Tracking Multiple Endpoints

Monitor performance across different API endpoints:

Scenario: Multi-endpoint monitoring
* def timings = []

Given url baseUrl
And path 'users'
When method get
Then status 200
* timings.push({ endpoint: 'users', time: responseTime })

And path 'products'
When method get
Then status 200
* timings.push({ endpoint: 'products', time: responseTime })

And path 'orders'
When method get
Then status 200
* timings.push({ endpoint: 'orders', time: responseTime })

* def avgTime = timings.reduce((sum, t) => sum + t.time, 0) / timings.length
* print 'Average response time:', avgTime, 'ms'
* assert avgTime < 1000

Store timing data in arrays to analyze performance across multiple endpoints and calculate averages.
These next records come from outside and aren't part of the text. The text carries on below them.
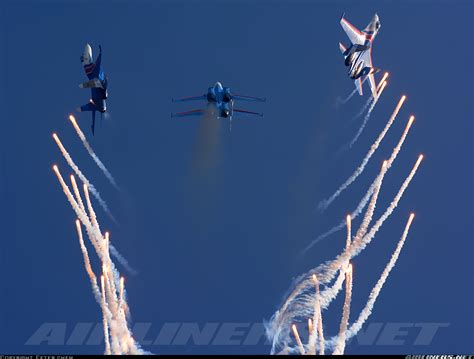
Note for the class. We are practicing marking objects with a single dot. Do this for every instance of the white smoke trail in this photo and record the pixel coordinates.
(104, 318)
(118, 335)
(300, 302)
(91, 152)
(362, 110)
(354, 329)
(122, 260)
(324, 204)
(371, 98)
(319, 315)
(341, 342)
(365, 199)
(328, 270)
(344, 101)
(367, 311)
(83, 178)
(298, 339)
(87, 264)
(367, 116)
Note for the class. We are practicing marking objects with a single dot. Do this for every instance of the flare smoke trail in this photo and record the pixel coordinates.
(362, 110)
(104, 317)
(344, 101)
(87, 264)
(341, 342)
(365, 199)
(367, 311)
(111, 297)
(371, 98)
(324, 204)
(122, 260)
(367, 117)
(89, 149)
(83, 178)
(328, 270)
(298, 339)
(300, 303)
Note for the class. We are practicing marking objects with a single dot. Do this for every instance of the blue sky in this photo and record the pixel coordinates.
(215, 221)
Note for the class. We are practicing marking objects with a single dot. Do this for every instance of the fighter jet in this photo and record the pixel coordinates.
(358, 56)
(223, 100)
(97, 83)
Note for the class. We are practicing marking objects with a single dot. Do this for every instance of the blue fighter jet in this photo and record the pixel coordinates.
(358, 55)
(97, 83)
(223, 100)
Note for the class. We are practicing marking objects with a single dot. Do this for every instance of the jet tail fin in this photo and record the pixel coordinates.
(358, 83)
(342, 48)
(93, 122)
(94, 83)
(87, 107)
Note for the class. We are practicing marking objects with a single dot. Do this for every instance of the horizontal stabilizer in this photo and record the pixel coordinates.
(248, 98)
(188, 113)
(248, 112)
(87, 107)
(94, 83)
(358, 83)
(342, 48)
(192, 98)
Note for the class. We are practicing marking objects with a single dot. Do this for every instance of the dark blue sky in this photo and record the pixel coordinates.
(215, 221)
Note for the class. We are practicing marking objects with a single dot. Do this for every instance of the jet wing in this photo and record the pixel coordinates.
(373, 86)
(355, 35)
(94, 83)
(191, 98)
(358, 83)
(188, 113)
(367, 58)
(248, 98)
(247, 112)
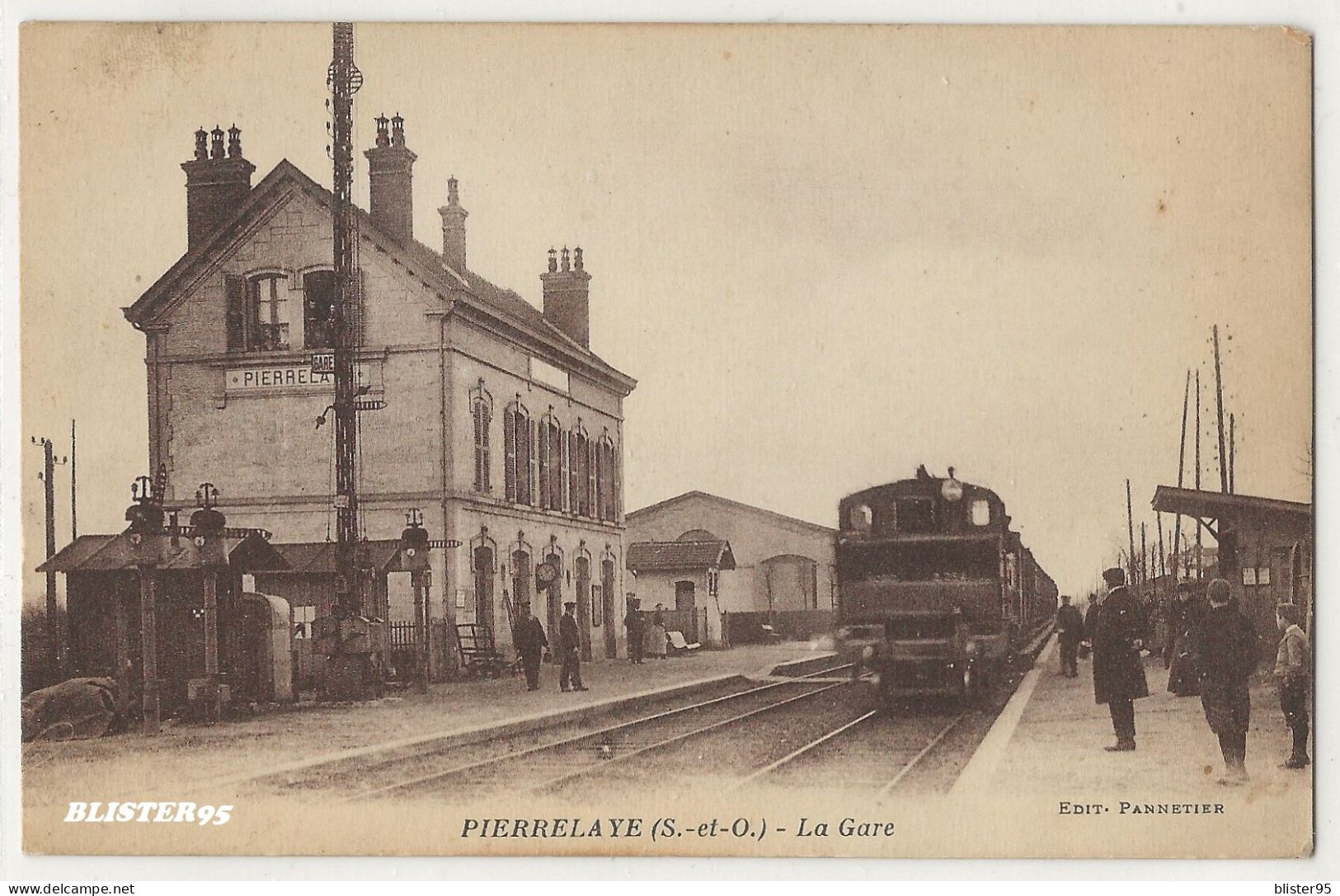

Advanced Performance Analysis

Use functions to analyze and report performance metrics:

Scenario: Performance analysis with functions
* def performanceLog = []
* def recordTiming =
"""
function(endpoint) {
performanceLog.push({
endpoint: endpoint,
time: karate.get('responseTime'),
timestamp: new Date().toISOString()
});
}
"""

Given url baseUrl
And path 'api/users'
When method get
Then status 200
* recordTiming('/api/users')

And path 'api/products'
When method get
Then status 200
* recordTiming('/api/products')

* def slowEndpoints = performanceLog.filter(x => x.time > 1000)
* def avgTime = performanceLog.reduce((sum, x) => sum + x.time, 0) / performanceLog.length
* print 'Slow endpoints:', slowEndpoints.length
* assert avgTime < 1500

JavaScript functions enable sophisticated performance tracking and analysis patterns for complex test scenarios.

Request Timestamp

Compare responseTime with requestTimeStamp for detailed timing analysis:

Scenario: Timing correlation analysis
* def clientStart = new Date().getTime()

Given url baseUrl
And path 'api/operation'
When method post
And request { data: 'test' }
Then status 200

* def clientEnd = new Date().getTime()
* def clientElapsed = clientEnd - clientStart
* def networkTime = responseTime
* def overhead = clientElapsed - networkTime

* print 'Network time:', networkTime, 'ms'
* print 'Test overhead:', overhead, 'ms'
* print 'Request timestamp:', requestTimeStamp
* assert overhead < 100

The requestTimeStamp variable captures when the request was initiated, useful for correlating with external timing measurements.

Key Points
  • responseTime measures network round-trip time in milliseconds
  • Timing variables reset after each HTTP request
  • Use requestTimeStamp for detailed timing correlation

Common Gotchas

Timing includes network latency

# responseTime = network latency + server processing
* assert responseTime < 1000

The responseTime variable measures total round-trip time, not just server processing.

Variables reset after requests

* def firstTiming = responseTime
When method get
* print responseTime # Different value from firstTiming

Store timing values in variables before making new requests if you need to compare them.